Euro (EUR): So stocks are lower in Europe and the US futures are set to open lower as well as there is concern that the bailout plan will not be big enough to halt the debt problems. My take is that this bailout should be sufficient, as spending gets slashed and budgets get reduced throughout the region. As long as this backstop is in place, the troubled nations will receive aid initially and will be able to go out into the markets down the road once more and more confidence is established. While the crisis everyone speaks about is directly related to excessive debt, the real crisis in the EU is one of investor confidence. If this process can be managed skillfully, the confidence will come back. In the meantime, I am expecting the Euro to decline. And watch the flows into gold as an asset class as gold not only acts as a hedge against inflation, but also as a store of wealth. Gold is higher to $1210.
Pound (GBP): The Pound is higher this morning as industrial production figures came in much better than expected. The Pound was initially lower on risk aversion and due to a report that the Lib Democrats in Parliament were in talks to form a coalition government with the Labour party even though the Conservatives won the majority though not by a large enough margin to dominate Parliament.
Dollar (USD): The Dollar started the morning higher on risk aversion but is giving back some ground as the stock market gets set to open. Stock futures are off their lows of the morning and I could see this as a “turn-around” day as the economic story is improving in the US.
Yen (JPY): The Yen is giving back gains as the market is seemingly moving away from risk aversion. Japanese stocks were lower overnight, as fears of a Chinese slowdown may affect earnings going forward.

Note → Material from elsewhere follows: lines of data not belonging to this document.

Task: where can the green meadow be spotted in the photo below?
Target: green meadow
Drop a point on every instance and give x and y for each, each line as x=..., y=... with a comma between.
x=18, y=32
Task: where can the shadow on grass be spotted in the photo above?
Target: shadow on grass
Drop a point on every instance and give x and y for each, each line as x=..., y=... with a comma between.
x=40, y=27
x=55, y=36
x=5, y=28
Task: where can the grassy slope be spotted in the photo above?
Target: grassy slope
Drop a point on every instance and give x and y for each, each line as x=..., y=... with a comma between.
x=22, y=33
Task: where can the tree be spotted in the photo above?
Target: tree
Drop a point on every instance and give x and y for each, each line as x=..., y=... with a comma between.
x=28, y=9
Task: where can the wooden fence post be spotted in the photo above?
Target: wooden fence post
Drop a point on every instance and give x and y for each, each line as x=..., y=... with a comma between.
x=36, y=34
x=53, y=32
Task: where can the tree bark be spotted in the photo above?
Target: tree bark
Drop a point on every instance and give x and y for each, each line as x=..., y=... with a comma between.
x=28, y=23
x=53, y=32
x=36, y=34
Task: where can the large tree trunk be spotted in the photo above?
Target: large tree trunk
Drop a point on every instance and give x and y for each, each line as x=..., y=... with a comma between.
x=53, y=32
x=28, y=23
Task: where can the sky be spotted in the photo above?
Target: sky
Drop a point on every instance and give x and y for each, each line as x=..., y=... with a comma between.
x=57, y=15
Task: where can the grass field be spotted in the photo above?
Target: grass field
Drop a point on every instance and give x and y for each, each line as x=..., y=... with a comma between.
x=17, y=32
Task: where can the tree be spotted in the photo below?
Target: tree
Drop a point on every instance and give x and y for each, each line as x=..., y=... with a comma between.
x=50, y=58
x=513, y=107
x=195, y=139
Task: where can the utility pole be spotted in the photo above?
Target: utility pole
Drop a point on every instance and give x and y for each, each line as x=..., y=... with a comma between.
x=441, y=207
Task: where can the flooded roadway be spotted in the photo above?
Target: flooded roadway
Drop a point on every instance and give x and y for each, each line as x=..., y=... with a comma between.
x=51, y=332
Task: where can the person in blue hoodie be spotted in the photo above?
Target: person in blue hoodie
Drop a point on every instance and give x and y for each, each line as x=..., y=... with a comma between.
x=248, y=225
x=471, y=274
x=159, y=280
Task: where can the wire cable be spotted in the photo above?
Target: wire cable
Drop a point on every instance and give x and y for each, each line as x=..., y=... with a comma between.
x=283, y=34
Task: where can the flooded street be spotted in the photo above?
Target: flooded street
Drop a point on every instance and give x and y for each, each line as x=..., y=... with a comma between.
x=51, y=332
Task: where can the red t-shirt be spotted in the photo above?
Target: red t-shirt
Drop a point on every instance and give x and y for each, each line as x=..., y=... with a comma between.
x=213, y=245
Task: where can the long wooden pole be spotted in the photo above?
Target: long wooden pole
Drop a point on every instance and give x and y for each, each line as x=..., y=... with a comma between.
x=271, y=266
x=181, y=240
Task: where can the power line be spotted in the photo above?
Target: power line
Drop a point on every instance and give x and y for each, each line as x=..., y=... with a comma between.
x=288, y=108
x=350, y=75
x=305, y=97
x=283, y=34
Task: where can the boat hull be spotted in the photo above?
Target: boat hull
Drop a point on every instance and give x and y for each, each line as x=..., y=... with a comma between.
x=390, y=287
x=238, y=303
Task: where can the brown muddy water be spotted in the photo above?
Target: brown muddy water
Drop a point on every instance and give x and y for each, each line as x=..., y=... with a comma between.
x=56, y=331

In my opinion, the bailouts in Europe should be viewed as a good thing and not bad. A lower Euro will not only help manufacturing countries such as Germany and France as their exports will be cheaper, but it will also help the PIIGS countries as tourism will increase.
I live here in the NYC, and for the last couple of years you couldn’t walk down the street without bumping into a European here on a shopping excursion. Even with the price of the airfare, it was still cheaper for them to shop here than at home.
Conversely, the last time I was in Europe, I felt like a pauper and was astounded at some of the dinner bills I racked up. Now, my wife and I are planning our next trips. Things will get worse in the EU before they get better, but in the long run a lower Euro will benefit them greatly.
We all have to make sacrifices in the grand scheme of things, and once the Greeks (and those who acted irresponsibly) realize how they can benefit, the quicker they can return to normalcy.